Nella celebrazione è stato ricordato anche Raffaele Laghi, deceduto per il Coronavirus, e Vittorio Buccioli padre di un dipendente dell’azienda

Nella Santa Messa per la festa di San Giuseppe lavoratore celebrata giovedì nell’azienda della famiglia Rinieri a Grisignano, che produce macchinari agricoli, il vescovo Livio Corazza ha voluto essere vicino a coloro che appartengono alla categoria dei lavoratori portando l’Eucarestia anche nei luoghi dove il lavoro è svolto abitualmente. La Messa è stata una delle otto tappe del cammino dedicato alla Speranza che il vescovo ha voluto proporre come percorso spirituale subito dopo la Pasqua, come meditazione sul significato cristiano della Resurrezione e specialmente per avvicinare le persone al tema della speranza in questo particolare momento caratterizzato da preoccupanti condizioni del Paese.
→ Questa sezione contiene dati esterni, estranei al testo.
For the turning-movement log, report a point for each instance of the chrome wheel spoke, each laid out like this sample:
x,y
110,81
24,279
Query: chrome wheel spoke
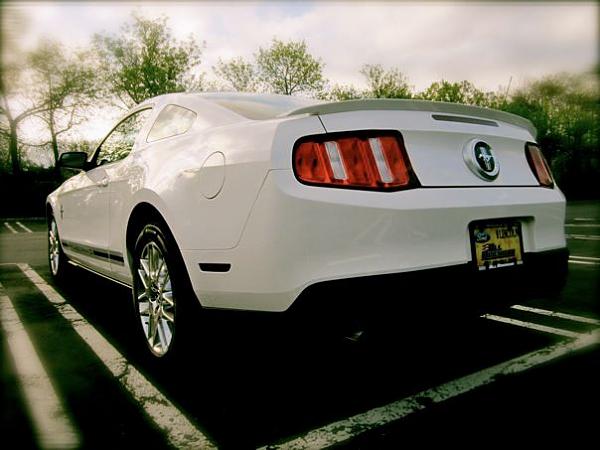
x,y
167,298
168,317
156,304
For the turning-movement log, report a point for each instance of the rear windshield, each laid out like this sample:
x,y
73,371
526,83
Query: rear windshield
x,y
259,107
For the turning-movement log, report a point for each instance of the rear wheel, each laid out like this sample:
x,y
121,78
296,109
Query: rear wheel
x,y
57,260
158,292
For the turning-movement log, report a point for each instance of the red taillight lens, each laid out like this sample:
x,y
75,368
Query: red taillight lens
x,y
368,161
538,165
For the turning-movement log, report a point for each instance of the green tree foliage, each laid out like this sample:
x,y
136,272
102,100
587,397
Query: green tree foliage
x,y
288,68
145,61
65,85
383,83
341,92
239,74
463,92
565,109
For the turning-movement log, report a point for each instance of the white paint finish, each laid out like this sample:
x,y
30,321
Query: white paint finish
x,y
435,148
180,432
532,326
583,237
346,429
211,176
23,227
303,235
52,425
281,236
560,315
10,227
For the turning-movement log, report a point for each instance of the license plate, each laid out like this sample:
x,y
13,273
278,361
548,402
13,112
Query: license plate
x,y
496,244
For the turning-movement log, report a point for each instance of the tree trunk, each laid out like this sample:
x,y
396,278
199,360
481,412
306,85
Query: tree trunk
x,y
55,151
13,148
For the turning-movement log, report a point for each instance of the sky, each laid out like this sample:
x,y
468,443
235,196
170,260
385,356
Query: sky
x,y
486,43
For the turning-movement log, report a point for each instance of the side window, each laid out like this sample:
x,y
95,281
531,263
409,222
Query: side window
x,y
171,121
119,143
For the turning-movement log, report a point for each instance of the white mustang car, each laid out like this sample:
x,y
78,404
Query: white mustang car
x,y
264,202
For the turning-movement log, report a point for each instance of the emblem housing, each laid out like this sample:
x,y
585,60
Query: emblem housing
x,y
480,158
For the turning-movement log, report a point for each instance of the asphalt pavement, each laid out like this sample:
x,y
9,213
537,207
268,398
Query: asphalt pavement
x,y
72,377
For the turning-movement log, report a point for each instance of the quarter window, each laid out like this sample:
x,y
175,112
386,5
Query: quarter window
x,y
171,121
120,141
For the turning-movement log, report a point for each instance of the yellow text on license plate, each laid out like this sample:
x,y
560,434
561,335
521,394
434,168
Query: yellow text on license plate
x,y
497,245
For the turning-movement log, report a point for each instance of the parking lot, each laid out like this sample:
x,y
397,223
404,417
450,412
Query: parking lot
x,y
71,377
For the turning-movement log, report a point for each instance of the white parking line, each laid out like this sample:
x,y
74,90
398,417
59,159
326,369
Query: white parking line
x,y
587,263
180,432
24,227
590,258
583,237
10,227
52,426
545,312
346,429
532,326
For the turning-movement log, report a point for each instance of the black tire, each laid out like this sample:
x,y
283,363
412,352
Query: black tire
x,y
160,307
57,260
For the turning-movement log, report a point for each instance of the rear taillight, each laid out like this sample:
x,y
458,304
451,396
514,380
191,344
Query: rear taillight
x,y
370,160
538,165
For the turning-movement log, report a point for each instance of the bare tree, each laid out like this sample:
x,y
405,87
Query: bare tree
x,y
65,85
288,68
240,74
385,83
145,61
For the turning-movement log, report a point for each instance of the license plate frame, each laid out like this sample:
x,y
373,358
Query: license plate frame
x,y
496,244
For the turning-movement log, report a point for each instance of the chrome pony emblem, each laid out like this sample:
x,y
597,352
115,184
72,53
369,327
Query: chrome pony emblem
x,y
480,158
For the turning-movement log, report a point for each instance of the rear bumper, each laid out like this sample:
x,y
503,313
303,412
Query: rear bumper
x,y
298,236
449,289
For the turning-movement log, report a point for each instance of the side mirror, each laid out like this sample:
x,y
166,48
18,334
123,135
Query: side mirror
x,y
73,160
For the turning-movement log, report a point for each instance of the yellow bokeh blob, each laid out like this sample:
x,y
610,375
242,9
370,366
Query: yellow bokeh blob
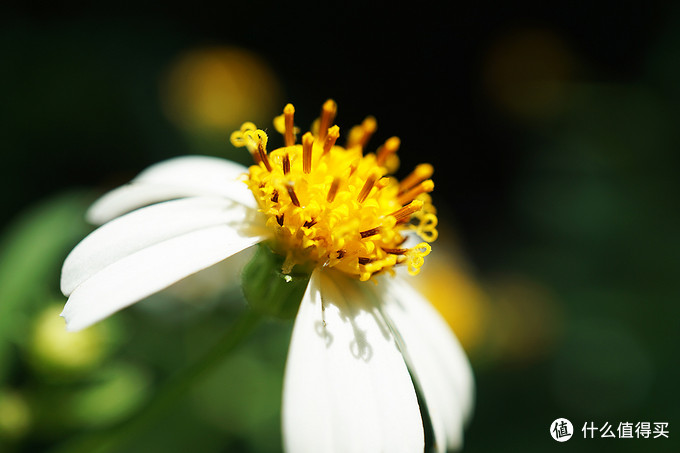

Ha concelebrato la Messa don Massimo Masini parroco dell’Unità Pastorale di San Martino in Strada e nella celebrazione è stato ricordato anche Raffaele Laghi, deceduto per il Coronavirus, e Vittorio Buccioli padre di un dipendente dell’azienda. Luciano Ravaioli, responsabile della Pastorale Sociale e sul lavoro, ha presentato un saluto ed una preghiera inclusiva degli aspetti che riguardano i lavoratori.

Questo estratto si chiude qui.